Published on December 5th, 2011 in: Dancing Ourselves Into The Tomb, Feminism, Issues, Music |

By David Speranza

rolling stone ronstadt

She’s not in the Rock & Roll Hall of Fame. She’s shockingly absent from Rolling Stone‘s list of Top 100 Singers. And yet in the 1970s she went where no woman had gone before, a female superstar in a male realm, clearing the way for the generations of pop, rock, and country superstars to come. She was featured on six Rolling Stone covers, the covers of Time and Newsweek, and received such appellations as “queen of rock,” “first lady of rock,” “rock’s superwoman,” and “top female pop singer of the decade.”
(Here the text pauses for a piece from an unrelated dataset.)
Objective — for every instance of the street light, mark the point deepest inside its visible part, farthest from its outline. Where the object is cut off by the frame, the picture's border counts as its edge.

She was the first artist since the Beatles—and the first woman ever—to have two Top Five singles at the same time. Her string of multi-platinum albums and unprecedented (for a woman) arena rock shows made her the highest-paid female musician of the decade. Critical approval included a satchel-ful of Grammys, multiple Vocalist of the Year awards, and a date singing “The Star Spangled Banner” at Game Three of the 1978 World Series. Her voice was a technically perfect yet heartfelt instrument capable of expressing a multitude of emotions in an intimidating array of styles. Where female rockers were concerned, there was Linda Ronstadt—and there was everyone else.